Is this really useful? The performance benefit is that the parser will concatenate the string before any execution happens…. but this only works for string literals! A programmer could just rewrite the string as “foobar”. Perhaps someone wanted to inspect strings into an eval statement?
one = "foo"
two = "bar"
a = eval "#{one.inspect} #{two.inspect}"
It mystifies me…
Conclusion
Ruby is beautiful, powerful, and in some cases, wacky. I’ve only just scratched the surface of the weird convoluted things you can do with Ruby’s syntax. What’s most interesting to me though is that Ruby programmers rarely touch these strange bits unless they’re trying to be cute…
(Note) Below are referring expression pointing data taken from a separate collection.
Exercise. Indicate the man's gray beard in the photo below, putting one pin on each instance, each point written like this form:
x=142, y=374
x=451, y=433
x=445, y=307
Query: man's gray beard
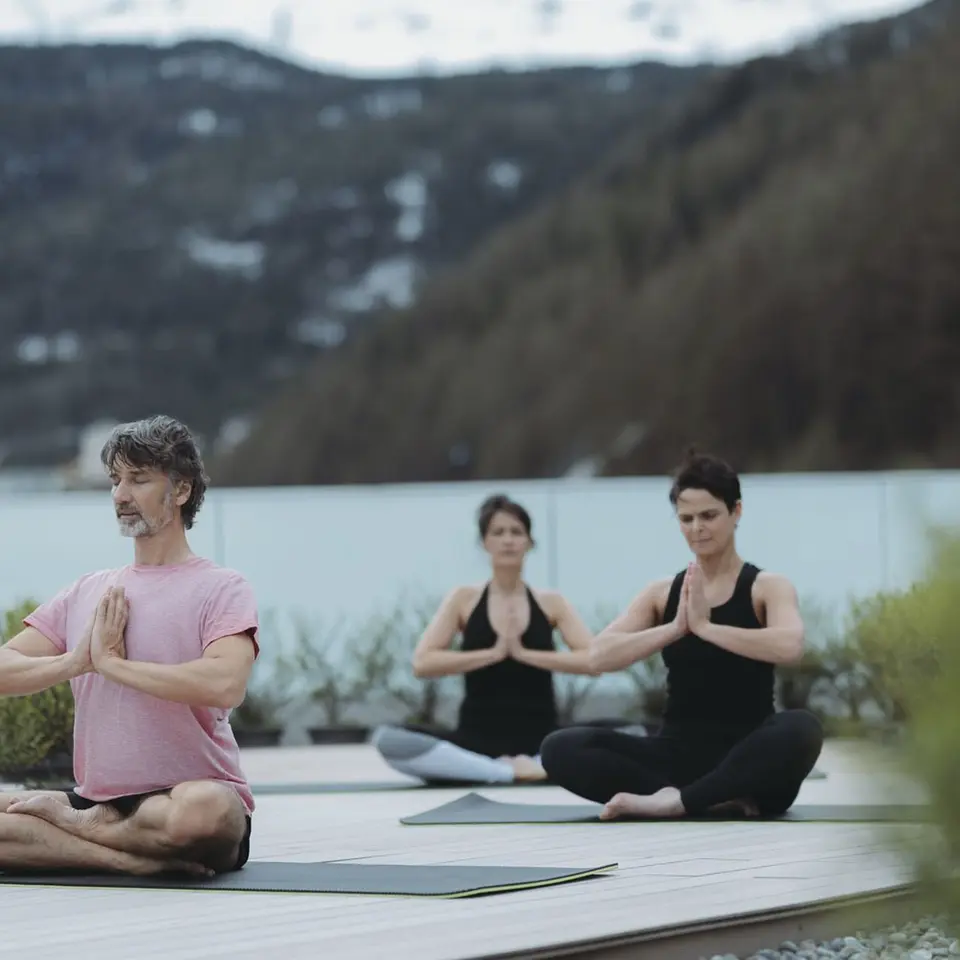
x=133, y=527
Compared to another language I used to always use (it starts with a P and is four letters, but I seem to have completely forgotten its name…), it’s surprising how rarely real Ruby code ventures into the land of the indecipherable.
Both Ruby and the previously mentioned forgotten language are very powerful, and can get a lot of the same things done, but it seems that Ruby code ends up being written in a largely idiomatic way. Ruby may be a rat’s nest for writing a coherent specification of the language, but the Ruby that people write using this underspecified language ends up looking really nice.